"Did you give me your daughter for the same season? Did you, Leslie——"

There was a deep silence in which the attention of all was focussed on the girl.

"Mr. Beekman," she said, in a cold, hard voice, though her eyes were softly eager, "will you tell me once for all whether you're going to pardon my father?"

"I certainly am not going to pardon him," declared Beekman.

Leslie favoured him with a little stinging laugh.

"Then you'd better know the rest. Yes, it is true that my father gave me to you—I gave myself to you for that very reason, and no other.... I made a big mistake; so did he. We should have made our bargain before we took that step. It would have been better." She paused to take breath, and presently went on in a voice that rankled: "You talked once to me of equals—and when you got this office you thought, at last, that you were my equal. I know better; you're my inferior. And I want you to know and to understand—and understand it clearly—that the Wilkinsons do not mate with cowards." And with that she drew off her ring and placed it before him, crying: "There!"

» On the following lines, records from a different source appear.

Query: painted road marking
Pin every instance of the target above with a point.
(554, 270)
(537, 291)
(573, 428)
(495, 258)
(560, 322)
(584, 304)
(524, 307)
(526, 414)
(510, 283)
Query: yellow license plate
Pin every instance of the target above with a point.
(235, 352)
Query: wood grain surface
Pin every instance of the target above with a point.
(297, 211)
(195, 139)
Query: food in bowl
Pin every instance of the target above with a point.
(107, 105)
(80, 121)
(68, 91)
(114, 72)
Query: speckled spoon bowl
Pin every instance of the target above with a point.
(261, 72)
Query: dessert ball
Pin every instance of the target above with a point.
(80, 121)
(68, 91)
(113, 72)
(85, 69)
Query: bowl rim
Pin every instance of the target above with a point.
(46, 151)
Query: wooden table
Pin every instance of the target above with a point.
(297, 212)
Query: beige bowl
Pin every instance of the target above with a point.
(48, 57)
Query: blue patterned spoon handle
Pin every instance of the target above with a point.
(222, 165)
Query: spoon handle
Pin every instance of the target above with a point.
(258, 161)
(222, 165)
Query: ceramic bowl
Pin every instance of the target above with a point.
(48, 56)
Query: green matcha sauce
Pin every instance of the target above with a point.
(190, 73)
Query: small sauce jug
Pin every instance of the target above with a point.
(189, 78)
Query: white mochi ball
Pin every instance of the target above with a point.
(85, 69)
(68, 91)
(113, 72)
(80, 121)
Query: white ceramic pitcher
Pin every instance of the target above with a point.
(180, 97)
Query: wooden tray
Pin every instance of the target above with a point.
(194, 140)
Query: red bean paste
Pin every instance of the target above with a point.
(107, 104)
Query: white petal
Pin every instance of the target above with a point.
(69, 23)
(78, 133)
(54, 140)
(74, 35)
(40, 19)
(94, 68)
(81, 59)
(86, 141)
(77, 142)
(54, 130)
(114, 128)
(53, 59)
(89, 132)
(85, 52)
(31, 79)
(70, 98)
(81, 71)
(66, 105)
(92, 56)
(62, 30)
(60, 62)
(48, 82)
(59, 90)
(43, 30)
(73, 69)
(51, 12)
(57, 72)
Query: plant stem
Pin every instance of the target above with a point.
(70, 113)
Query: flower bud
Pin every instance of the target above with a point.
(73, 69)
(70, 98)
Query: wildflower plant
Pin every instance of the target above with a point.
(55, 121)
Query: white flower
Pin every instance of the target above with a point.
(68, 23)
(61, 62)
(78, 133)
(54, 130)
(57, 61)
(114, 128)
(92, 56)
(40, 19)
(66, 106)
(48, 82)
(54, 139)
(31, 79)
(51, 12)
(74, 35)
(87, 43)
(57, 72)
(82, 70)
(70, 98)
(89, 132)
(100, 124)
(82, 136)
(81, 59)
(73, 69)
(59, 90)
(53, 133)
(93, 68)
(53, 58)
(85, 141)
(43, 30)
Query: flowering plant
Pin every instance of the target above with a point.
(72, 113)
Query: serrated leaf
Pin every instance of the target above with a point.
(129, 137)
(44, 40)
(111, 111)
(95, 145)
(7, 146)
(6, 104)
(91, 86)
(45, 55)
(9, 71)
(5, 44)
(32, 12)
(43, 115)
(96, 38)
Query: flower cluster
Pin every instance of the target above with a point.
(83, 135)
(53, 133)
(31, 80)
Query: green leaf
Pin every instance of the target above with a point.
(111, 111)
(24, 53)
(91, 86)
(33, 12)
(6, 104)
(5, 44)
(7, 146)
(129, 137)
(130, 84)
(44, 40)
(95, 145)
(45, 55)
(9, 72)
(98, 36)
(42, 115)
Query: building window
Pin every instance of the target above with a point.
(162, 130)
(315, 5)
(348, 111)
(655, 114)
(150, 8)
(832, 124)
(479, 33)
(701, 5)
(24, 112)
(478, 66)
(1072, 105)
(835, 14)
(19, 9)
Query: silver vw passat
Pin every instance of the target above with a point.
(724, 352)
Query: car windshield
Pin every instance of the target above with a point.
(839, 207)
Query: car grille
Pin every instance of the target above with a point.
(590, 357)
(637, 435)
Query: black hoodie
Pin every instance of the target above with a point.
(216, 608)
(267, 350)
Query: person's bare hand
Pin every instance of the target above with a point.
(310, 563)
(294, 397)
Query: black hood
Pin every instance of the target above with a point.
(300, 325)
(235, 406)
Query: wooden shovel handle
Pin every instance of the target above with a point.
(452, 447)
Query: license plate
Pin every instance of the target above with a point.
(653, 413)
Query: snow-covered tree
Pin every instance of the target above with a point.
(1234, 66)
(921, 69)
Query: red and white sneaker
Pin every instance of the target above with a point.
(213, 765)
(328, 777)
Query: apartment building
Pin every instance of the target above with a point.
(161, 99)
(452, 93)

An instant later, Leslie, strangling a sob that threatened to escape, hurriedly fled from the room, her father and Flomerfelt following closely on her heels.

XIX

In common with most men who have attained their ambition to be money-kings, Peter V. Wilkinson regarded the legal profession solely in the light of the ability of its members to provide processes for him by means of which the law could be evaded. Failing in that or in their promises of immunity from imprisonment,—which is much more to the point in this case,—their usefulness, naturally, ceased. Accordingly, from time to time, one after another of his superfluous counsel had been dropped, even Patrick Durand, able criminal lawyer as he was acknowledged to be, being forced to content himself with a handsome souvenir of his connection with the case, to the exclusion of any further interest in the expected spoils. Obviously, the old Colonel was retained, but even this field marshal of a hundred campaigns, when he arrived at the Wilkinson suite in the Remsen at Albany in response to Wilkinson's imperative summons, had to acknowledge that the battle of his life—the last battle of what he called the running fight—was on, and likely, so at least it looked at the present time, to be his Waterloo.